Stay alert, stay prepared. If ever there was a time for investors to stay in cash, this is it. For speculators, shorting the Treasury bond market makes the most sense.


  1. As for the gold call, I've noticed that every time a huge number of new ETF's come out for a certain sector, it usually signals the top. I heard yesterday that the 8th, yes 8th, gold ETF just went public. Just a thought.

  2. Wenzel,

    Good stuff. I am not a chart guy either. I was reading some hedge fund's published analysis of the Chinese, Japanese and US economies recently and I just skipped the ten or so charts in it. I do much better synthesizing the words into meaning in my head.

    Great calls on the market. I was highly skeptical myself at the time but I am going to be more open minded about all of this going forward. I share your concern/nervousness on gold right now. Amazingly, in real terms, we're nowhere even close to the 1980's highs in any of the four major precious metals.

  3. Robert, if monetary conditions are so tight then how come the stock market has rallied while bond yields have remained low, commodity prices have rallied an the dollar has fallen in value against other currencies?

    That's more the price trends you would expect in a loose/inflationary environment, not a tight/deflationary monetary environment.

    You could be right, but you haven't explained these seemingly contradictory facts yet.

  4. Two things. There was a huge blast of money (15% annualized) between Spt 08 and Feb 09. It takes awhile for that to work its way through the system.

    Second, we were coming off extreme panic lows, that means there was an extreme desire to hold cash, i.e. sideline money. That sideline money is being worked off now. ONce that is done, there is no backup money from the Fed.

  5. Robert, I tried to reproduce your M2 annualized numbers in a chart (sorry, guys). So here is the annualized M2 nsa and its moving average (sorry again):

    Could you please comment on an apparent one-year cycle during the last 3 years? 2008 is somewhat exceptional, but the lows are like the clock...
    I get the business cycle idea, but this would be the Fed-clocked business cycle generator.

  6. Well, it is Fed generated.
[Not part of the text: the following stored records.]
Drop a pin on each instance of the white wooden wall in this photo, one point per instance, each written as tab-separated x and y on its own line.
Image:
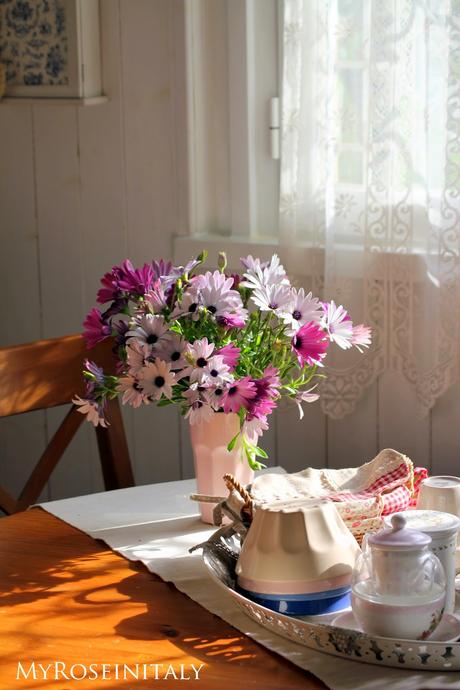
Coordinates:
81	189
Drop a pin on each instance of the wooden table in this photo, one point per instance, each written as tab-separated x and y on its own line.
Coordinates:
65	597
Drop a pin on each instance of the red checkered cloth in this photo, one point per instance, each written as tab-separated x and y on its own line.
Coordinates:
362	495
420	473
395	497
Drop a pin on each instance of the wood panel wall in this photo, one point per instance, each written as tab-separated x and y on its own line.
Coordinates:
81	189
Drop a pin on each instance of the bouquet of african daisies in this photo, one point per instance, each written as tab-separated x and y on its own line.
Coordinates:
212	342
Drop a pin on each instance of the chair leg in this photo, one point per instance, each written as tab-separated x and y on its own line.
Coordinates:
7	502
113	450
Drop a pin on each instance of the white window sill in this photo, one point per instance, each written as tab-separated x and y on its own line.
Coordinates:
299	260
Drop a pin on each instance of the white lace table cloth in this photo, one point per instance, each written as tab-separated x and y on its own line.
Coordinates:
157	524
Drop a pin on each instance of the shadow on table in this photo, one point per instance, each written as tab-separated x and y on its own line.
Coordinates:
173	616
19	587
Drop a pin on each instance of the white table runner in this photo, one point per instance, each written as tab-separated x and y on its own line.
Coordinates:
157	524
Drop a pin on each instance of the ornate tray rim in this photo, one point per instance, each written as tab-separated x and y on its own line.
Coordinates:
220	554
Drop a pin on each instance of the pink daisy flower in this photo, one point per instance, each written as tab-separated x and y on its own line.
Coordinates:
157	379
132	392
216	372
238	394
231	354
197	355
309	344
137	355
254	427
198	410
338	324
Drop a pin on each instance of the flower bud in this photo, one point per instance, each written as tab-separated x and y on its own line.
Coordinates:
222	261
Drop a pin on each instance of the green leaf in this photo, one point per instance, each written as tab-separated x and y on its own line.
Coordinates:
232	443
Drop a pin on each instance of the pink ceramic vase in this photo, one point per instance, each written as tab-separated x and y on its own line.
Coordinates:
212	459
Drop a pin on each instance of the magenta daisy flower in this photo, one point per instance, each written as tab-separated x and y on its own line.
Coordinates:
264	401
235	320
132	392
238	394
198	409
309	344
96	330
231	354
137	280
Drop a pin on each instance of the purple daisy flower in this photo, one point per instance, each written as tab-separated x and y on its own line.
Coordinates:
238	394
231	354
232	320
309	344
96	371
264	401
96	330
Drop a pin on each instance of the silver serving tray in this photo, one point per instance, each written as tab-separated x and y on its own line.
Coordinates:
220	554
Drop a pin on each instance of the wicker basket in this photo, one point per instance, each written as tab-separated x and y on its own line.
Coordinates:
2	79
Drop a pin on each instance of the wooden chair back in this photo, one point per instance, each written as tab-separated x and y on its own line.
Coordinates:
48	373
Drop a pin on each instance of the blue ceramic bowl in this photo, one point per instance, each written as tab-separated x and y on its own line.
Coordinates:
303	604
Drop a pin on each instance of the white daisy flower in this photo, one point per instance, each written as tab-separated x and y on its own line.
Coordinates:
189	305
197	355
216	372
198	409
300	310
264	275
213	395
132	392
173	352
338	325
91	409
137	354
254	427
216	293
157	379
272	297
305	396
149	329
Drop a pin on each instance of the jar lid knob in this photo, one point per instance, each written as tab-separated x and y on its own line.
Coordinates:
398	522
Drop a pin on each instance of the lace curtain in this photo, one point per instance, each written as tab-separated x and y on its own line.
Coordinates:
370	181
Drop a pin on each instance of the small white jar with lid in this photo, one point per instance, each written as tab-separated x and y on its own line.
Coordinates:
443	530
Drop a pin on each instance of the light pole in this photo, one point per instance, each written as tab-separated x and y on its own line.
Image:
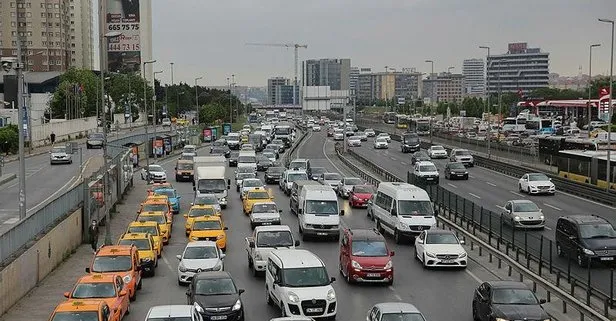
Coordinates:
609	108
197	100
589	86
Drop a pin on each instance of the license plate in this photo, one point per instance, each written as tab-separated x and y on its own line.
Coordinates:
314	310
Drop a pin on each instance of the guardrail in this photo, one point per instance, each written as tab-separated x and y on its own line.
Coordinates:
529	247
587	191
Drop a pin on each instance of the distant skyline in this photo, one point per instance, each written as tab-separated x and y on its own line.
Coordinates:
207	38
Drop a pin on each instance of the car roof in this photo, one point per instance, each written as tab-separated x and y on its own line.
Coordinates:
392	307
163	311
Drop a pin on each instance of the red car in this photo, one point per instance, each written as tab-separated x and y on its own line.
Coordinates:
360	195
365	257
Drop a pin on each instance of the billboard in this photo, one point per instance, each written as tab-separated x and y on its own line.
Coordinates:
123	52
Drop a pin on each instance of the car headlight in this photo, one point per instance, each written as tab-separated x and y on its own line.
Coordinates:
294	298
237	305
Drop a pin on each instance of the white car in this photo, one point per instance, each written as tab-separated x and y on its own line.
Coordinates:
199	256
264	213
437	151
536	183
440	248
381	143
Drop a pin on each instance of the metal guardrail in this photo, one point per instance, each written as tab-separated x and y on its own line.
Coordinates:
480	220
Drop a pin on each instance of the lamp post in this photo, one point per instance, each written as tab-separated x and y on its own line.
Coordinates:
197	100
609	108
589	85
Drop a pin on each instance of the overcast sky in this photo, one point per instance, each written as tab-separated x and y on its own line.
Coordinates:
207	37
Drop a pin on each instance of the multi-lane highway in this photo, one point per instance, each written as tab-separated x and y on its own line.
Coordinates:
491	190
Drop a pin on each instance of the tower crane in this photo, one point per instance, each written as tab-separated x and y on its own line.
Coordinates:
286	45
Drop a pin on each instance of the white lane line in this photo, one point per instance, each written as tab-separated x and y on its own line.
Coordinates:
552	206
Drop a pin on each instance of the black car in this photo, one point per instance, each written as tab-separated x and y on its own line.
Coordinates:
456	171
263	163
420	156
233	156
586	238
273	174
215	296
506	300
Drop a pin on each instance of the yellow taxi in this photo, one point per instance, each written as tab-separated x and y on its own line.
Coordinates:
107	287
255	195
209	228
161	219
148	227
91	310
145	245
198	211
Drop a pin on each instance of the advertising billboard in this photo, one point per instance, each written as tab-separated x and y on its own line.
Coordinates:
123	52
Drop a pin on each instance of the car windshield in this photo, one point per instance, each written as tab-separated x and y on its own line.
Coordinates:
369	248
274	239
297	177
322	207
104	264
514	296
427	168
525	207
198	212
265	208
415	208
75	316
141	244
143	229
537	177
206	225
212	185
200	252
305	277
215	287
94	291
401	316
441	238
589	231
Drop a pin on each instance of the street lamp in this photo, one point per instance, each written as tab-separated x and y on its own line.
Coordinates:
197	99
589	85
609	108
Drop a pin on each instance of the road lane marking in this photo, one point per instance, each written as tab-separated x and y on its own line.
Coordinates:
552	206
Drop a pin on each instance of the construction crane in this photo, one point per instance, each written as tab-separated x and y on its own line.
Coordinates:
286	45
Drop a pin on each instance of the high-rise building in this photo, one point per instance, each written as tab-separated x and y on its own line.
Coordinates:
520	69
474	77
54	34
335	73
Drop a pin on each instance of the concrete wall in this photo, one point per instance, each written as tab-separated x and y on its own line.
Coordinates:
23	274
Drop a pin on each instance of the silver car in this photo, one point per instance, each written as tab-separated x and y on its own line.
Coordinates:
523	214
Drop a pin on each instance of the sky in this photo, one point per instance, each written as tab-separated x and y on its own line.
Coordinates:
208	37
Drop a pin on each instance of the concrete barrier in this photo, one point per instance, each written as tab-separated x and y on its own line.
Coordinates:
25	272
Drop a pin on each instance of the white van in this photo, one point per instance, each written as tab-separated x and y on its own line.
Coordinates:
402	210
318	212
211	180
296	281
I don't argue with that at all.

    Part of it has to do with their seasonal adjustment factor. They obviously drain in July (which probably won't show up in a seasonally adjusted chart--in most years)But what I am looking at is the extremes in the swings. In both 2008 and 2009, you went from 15% annualized growth to zero or near zero--and maintained that near zero rate longer. For 2009, we still haven't seen a reversal, as of the 9-17 figures, there is still no growth.